Madison is often cited, along with Jefferson, as a champion of property rights. Yet both Madison and Jefferson attempted to organize a faction within the early Congress to argue for government interference with said rights. During the Revolutionary War many of the soldiers who fought were paid with bonds, the Continental Congress being short on funds. In the economic contraction which followed the end of the war during the period of the Articles of Confederation many of these veterans, simple tradesmen and farmers, sank into abject poverty. They sold their bonds at dirt cheap prices to financial investors in order to survive.

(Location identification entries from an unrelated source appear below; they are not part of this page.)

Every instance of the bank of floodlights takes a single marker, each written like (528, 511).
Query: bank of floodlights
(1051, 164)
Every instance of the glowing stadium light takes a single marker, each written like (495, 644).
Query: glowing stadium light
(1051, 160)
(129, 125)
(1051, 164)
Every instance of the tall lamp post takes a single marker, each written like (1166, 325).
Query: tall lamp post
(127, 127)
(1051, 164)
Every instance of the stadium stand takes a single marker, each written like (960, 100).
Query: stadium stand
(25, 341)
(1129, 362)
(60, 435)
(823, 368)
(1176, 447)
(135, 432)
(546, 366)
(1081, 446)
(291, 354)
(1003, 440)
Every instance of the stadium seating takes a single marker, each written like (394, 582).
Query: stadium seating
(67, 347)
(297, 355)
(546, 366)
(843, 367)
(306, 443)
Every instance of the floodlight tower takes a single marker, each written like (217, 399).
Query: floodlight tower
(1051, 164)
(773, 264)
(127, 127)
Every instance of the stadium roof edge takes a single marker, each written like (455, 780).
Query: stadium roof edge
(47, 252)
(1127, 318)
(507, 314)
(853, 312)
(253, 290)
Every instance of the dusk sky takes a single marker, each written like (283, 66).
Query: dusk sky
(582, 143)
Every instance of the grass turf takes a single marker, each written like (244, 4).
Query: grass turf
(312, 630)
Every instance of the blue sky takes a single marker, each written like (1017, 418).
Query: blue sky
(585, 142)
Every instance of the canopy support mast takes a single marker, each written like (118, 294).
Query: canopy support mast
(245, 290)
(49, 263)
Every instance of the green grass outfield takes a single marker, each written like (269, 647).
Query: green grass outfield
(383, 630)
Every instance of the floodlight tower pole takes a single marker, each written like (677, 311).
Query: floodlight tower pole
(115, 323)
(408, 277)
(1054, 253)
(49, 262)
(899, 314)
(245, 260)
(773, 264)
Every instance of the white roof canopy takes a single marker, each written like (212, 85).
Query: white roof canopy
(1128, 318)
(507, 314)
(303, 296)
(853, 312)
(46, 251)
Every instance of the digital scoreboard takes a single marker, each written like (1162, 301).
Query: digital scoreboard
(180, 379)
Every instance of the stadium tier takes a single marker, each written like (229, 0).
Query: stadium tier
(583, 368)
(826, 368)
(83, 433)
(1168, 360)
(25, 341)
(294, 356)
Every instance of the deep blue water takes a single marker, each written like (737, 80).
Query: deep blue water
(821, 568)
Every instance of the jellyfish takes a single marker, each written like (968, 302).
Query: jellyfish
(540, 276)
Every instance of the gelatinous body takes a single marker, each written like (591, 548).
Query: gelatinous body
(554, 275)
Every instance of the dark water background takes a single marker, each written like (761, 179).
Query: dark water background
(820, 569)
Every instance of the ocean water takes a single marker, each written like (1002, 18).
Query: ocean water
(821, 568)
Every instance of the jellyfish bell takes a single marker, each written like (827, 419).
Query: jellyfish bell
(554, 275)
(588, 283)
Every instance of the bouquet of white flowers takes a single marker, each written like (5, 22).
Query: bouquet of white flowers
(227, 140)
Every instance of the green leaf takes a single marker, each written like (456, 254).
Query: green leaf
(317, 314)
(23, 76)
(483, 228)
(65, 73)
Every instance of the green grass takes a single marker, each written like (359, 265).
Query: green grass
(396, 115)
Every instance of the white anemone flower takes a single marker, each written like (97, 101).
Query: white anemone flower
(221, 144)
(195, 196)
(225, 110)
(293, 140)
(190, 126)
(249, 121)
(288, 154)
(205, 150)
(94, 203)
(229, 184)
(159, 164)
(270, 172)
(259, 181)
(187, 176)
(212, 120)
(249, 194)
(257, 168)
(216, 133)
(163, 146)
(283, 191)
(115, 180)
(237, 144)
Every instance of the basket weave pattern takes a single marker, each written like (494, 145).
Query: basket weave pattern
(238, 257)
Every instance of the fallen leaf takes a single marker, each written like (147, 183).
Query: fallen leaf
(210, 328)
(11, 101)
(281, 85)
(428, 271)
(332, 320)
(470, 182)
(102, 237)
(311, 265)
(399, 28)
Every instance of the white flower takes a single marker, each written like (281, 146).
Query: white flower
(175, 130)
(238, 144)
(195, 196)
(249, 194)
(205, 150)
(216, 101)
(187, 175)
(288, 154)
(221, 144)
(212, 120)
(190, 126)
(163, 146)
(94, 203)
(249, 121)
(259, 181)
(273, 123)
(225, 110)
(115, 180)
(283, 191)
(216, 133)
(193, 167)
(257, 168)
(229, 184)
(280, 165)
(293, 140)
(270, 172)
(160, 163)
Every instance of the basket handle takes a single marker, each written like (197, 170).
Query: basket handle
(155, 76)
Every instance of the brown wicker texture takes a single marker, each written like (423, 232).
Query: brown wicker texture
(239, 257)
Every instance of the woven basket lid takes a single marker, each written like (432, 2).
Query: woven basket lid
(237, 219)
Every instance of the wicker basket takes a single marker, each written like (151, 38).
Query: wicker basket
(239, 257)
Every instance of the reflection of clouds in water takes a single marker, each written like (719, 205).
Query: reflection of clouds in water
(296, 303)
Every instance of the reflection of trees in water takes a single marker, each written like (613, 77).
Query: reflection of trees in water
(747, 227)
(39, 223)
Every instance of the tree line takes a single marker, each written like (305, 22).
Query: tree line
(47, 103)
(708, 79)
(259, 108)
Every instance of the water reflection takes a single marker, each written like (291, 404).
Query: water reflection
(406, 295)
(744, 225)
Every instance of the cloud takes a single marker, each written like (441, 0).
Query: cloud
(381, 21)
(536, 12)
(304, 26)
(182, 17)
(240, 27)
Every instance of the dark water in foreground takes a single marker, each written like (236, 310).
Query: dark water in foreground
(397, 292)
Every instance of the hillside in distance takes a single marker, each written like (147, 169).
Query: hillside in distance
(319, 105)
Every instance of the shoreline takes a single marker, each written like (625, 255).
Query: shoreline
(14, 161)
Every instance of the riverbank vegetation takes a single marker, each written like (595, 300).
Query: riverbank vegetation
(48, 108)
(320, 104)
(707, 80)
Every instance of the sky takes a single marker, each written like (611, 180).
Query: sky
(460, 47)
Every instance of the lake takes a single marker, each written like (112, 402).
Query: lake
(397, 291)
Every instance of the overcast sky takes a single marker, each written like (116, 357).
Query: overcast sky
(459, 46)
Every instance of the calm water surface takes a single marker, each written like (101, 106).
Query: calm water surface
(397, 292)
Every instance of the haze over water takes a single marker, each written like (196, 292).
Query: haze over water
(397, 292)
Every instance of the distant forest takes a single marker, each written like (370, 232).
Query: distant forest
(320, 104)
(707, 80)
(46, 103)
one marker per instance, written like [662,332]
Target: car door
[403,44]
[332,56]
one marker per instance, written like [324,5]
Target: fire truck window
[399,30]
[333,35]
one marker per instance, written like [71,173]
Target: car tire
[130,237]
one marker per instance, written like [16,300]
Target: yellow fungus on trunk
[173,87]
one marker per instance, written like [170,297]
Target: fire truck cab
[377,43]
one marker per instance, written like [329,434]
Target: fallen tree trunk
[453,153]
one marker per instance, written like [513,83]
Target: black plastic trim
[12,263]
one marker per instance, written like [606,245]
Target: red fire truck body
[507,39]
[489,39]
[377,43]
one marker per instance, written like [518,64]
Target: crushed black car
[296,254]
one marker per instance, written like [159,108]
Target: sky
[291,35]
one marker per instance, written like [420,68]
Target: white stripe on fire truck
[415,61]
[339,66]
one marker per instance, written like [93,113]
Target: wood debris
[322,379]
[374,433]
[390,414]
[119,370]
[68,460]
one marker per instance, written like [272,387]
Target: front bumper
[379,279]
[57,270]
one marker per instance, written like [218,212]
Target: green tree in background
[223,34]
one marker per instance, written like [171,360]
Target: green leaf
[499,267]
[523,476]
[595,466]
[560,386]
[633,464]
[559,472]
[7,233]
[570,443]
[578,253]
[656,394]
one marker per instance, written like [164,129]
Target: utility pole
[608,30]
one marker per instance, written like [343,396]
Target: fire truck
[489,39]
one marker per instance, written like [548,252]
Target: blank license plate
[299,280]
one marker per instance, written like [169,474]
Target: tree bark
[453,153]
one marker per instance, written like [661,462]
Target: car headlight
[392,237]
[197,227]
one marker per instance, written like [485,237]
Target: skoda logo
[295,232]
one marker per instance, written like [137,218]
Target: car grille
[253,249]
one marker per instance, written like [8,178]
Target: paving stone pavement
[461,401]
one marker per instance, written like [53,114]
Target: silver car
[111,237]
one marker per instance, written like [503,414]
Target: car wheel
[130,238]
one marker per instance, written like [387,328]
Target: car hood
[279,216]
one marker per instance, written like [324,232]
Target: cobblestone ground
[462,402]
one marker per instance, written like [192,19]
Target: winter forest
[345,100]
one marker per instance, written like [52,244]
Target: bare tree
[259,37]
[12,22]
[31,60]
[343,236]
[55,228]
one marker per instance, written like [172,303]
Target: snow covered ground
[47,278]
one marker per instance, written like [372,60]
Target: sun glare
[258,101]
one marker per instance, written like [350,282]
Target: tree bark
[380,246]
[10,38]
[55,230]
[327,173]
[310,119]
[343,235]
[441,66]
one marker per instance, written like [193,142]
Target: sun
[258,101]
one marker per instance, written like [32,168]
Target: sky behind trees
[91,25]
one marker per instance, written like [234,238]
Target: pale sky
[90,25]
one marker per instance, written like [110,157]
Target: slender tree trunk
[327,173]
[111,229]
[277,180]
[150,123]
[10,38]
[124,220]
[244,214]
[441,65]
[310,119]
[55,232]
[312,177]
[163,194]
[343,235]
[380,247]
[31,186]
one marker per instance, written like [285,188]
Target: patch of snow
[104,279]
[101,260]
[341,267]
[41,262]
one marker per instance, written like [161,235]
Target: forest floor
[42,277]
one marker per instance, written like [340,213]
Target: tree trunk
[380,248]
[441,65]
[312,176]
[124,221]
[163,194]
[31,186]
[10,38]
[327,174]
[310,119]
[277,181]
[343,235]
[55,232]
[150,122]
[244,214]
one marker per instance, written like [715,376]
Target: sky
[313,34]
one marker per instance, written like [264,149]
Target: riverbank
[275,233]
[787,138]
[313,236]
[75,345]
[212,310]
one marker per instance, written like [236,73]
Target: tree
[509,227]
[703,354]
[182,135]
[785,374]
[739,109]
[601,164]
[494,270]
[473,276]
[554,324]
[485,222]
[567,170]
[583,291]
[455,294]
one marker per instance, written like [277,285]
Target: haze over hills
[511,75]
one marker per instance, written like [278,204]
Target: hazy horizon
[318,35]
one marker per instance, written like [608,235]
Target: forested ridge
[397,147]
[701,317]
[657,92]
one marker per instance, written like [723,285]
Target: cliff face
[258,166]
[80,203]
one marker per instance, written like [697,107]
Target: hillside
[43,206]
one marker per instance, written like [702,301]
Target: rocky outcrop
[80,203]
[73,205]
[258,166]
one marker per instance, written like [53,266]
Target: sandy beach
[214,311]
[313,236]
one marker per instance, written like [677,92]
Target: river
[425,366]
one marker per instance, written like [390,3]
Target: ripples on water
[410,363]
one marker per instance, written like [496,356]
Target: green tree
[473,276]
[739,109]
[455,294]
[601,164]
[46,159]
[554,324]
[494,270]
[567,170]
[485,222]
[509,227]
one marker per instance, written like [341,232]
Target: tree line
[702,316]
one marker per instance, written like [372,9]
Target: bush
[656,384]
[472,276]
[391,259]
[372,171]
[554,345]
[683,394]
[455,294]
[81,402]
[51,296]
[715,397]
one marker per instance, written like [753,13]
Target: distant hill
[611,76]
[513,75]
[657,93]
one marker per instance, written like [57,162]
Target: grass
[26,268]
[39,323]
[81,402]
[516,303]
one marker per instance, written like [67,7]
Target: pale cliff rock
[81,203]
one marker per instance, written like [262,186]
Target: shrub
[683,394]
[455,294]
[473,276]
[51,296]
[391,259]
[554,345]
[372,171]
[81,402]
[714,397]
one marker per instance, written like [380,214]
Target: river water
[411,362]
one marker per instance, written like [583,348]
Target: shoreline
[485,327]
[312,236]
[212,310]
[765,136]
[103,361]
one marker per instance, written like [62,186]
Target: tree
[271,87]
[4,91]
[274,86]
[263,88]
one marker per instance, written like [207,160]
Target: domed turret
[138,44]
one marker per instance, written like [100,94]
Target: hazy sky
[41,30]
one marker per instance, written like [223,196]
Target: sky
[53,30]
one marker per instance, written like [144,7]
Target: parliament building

In the first years of the government established by the constitution motions were made by Alexander Hamilton and his faction to repay these bonds. Madison and Jefferson argued that it was morally wrong and that investors should reap the huge profits the repayments of these bonds would yield. Their faction decided that the government should try to create a moral solution to this situation by interfering with the private property rights of the investors who had bought the bonds. They proposed to give the investors a portion of the value of the bonds and then the larger remaining share of the value to the original veterans to whom they had been issued.
In short, there was no philosophical consensus on property rights at the time of the founding of the Republic and those among the founders who were the strongest proponents of strong rights and small government had absolutely no qualms or second thoughts about the government interering in property rights to create a moral outcome in a way that would barely even be considered today.
The End.
Please discuss and debate exactly how mind numbingly wrong the idea that taxation is theft is here. Also, other property rights discussion.
Posts
Taxes suck still remains my official stance however.
Edit - Whee, wrong thread.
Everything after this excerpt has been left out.